Editor: Michael Breakspear1
Reviewed by: Leonardo L Gollo2

In the interests of transparency, eLife includes the editorial decision letter and accompanying author responses. A lightly edited version of the letter sent to the authors after peer review is shown, indicating the most substantive concerns; minor comments are not usually included.

Thank you for submitting your article "Atypical intrinsic neural timescale in autism" for consideration by eLife. Your article has been reviewed by three peer reviewers, including Michael Breakspear as the Reviewing Editor and Reviewer #1, and the evaluation has been overseen by Joshua Gold as the Senior Editor. The following individuals involved in review of your submission have agreed to reveal their identity: Leonardo L. Gollo (Reviewer #2); Warren W Pettine (Reviewer #3).

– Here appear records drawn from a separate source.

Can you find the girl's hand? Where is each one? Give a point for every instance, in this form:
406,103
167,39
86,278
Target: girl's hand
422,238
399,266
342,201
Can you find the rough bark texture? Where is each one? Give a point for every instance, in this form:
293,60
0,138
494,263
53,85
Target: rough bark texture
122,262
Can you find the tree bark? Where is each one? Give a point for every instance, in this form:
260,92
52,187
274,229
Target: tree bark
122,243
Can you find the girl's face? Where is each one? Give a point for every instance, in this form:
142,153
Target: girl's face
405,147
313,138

The reviewers have discussed the reviews with one another and the Reviewing Editor has drafted this decision to help you prepare a revised submission.

Summary:

All reviewers found the paper to be well motivated, clearly written and of substantial interest. No major statistical or design issues were identified. While the reproducibility data sets were laudable, in general all data sets are small to modest in size.

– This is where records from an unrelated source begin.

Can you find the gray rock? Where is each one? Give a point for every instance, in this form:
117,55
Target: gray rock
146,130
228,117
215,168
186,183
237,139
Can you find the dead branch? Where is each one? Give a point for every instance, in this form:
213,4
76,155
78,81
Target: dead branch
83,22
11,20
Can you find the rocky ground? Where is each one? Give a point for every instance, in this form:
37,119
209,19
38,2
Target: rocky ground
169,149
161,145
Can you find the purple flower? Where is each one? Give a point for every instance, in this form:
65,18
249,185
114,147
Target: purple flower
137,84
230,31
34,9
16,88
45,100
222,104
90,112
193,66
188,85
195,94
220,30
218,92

Some great clarity of analysis should be provided and closer linkages to computational work on time scale hierarchies in the brain should be provided.

None of the reviewers ask for substantial new work that could not be undertaken within a reasonable period of time. All requests for revisions are straightforward and are provided from each of the reviewers below.

Reviewer #1:

Atypical intrinsic neural timescale in autism. I previously supplied some feedback to the authors on their original submission. It's a very interesting paper and has been appropriately revised.

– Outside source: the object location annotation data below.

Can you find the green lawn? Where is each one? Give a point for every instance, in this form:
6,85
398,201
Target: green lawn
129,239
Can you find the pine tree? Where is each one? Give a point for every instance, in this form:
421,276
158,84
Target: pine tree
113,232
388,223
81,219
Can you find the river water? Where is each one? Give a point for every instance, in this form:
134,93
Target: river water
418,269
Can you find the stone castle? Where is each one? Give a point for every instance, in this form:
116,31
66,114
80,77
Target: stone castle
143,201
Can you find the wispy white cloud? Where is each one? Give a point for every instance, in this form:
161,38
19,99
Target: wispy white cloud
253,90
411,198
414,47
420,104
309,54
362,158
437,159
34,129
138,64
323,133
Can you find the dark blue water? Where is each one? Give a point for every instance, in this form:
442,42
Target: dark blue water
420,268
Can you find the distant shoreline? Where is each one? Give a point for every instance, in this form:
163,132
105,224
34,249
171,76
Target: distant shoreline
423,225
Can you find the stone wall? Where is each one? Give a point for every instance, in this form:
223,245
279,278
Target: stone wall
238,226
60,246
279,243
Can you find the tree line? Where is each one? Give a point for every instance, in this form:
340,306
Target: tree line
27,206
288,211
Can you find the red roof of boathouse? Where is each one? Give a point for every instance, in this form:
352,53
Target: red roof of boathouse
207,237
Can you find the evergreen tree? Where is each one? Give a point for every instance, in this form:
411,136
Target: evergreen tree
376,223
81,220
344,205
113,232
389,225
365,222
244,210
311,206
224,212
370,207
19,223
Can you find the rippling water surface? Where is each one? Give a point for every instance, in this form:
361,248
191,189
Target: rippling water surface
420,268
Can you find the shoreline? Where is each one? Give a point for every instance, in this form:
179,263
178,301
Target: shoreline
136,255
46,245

1) The between group contrast, ASD>TD rests upon measures that are almost certainly used to estimate the severity of ASD: I'm therefore concerned there is some dependence between the test for finding the clusters (ASD>TD) and the regression against ASD severity – not quite double dipping, but surely some lack of complete independence. Please comment/respond to this statistical issue.

2) The developmental data set yields very intriguing findings: Are the ROI's used here those discovered in the first cohort? If so, this is important and should be highlighted. Either way, this is a small cohort and should be noted as such.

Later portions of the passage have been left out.